A funding request sent to Congress this week seeks $196.4bn (£96bn) for counter-terrorism in 2007-8, $25bn up on this year. The Pentagon's separate budget request amounts to an additional $481.4bn.
Justifying these whopping increases, Mr Bush repeats a favourite mantra, that "America is safer but not yet safe", implying that absolute safety is attainable at some point in the future. In a speech this week, his vice-president, Dick Cheney, was franker: he said the US was engaged in an ideological struggle amounting to war without end.
Details of the spending request reveal how the war, by lumping together numerous disparate challenges, is steadily expanding in terms of aims and geography. Iraq and Afghanistan apart, counter-terror funds are earmarked for US allies in Pakistan and Palestine, for de-nuclearising North Korea, and for fighting drug cartels in Mexico and Central America.

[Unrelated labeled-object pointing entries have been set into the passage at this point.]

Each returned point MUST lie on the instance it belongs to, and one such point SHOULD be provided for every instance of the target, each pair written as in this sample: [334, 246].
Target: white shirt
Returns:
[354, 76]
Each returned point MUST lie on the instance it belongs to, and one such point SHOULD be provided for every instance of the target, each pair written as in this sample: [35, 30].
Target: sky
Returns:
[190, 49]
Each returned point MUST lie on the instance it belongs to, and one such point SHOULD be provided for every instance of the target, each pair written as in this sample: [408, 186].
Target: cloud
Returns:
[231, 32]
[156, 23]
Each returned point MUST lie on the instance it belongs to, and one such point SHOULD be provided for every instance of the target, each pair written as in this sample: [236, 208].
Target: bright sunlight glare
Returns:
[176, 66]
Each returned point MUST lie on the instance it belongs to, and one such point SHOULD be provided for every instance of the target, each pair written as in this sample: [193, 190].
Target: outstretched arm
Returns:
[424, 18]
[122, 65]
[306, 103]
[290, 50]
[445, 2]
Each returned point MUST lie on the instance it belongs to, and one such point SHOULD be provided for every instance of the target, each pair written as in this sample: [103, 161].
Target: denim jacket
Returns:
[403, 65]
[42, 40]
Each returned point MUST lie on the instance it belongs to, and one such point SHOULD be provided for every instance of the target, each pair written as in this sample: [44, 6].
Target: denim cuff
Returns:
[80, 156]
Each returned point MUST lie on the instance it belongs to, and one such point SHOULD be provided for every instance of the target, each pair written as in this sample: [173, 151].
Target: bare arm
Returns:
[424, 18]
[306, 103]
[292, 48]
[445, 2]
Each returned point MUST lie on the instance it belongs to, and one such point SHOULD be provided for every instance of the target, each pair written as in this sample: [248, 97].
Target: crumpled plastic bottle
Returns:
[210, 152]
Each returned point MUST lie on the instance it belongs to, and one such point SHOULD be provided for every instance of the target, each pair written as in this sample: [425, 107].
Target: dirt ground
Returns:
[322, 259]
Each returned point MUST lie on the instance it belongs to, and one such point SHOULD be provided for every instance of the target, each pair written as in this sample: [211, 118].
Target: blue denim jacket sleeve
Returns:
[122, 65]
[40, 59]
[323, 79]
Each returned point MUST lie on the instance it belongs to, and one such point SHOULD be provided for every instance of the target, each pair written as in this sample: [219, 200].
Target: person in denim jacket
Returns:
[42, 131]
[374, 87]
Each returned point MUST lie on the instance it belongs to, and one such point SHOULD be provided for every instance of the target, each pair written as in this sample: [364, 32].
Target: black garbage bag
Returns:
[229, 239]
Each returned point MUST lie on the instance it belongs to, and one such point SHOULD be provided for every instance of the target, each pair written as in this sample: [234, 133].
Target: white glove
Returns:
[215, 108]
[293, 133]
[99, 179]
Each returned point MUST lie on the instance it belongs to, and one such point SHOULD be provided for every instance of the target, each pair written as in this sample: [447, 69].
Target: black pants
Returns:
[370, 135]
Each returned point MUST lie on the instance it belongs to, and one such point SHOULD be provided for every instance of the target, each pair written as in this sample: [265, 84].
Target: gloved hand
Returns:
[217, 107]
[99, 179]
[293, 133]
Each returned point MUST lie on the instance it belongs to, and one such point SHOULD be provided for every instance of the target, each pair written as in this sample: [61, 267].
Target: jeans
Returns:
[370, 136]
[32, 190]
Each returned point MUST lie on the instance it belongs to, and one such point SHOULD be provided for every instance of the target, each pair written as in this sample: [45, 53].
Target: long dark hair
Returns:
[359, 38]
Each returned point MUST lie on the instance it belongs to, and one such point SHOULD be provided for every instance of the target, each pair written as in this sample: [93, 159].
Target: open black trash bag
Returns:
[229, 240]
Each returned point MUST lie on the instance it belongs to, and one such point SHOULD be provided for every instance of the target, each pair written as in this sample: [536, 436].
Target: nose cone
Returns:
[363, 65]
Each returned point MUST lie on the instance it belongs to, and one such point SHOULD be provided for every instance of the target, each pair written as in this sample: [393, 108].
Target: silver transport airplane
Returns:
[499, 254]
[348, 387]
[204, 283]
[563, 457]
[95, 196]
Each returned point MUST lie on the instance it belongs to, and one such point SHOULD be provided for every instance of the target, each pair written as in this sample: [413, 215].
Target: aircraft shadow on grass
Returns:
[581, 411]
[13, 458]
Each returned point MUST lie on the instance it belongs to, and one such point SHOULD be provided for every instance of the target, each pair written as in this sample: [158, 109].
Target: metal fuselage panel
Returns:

Further escalation came this year with the Pentagon's creation of Africa Command, tasked with tracking down militant Islamists from Somalia to the Maghreb and the Sahel. Mr Cheney says the threat is ubiquitous and pressing. "The extremists in the Middle East ... are trying to seize power by force, keep power by intimidation, and build an empire of fear."
Critics say fear is also being used to keep US citizens and taxpayers in line. Unveiling the updated national strategy for homeland security this month, the White House claimed, without producing new evidence, that al-Qaida was actively trying to infiltrate the US.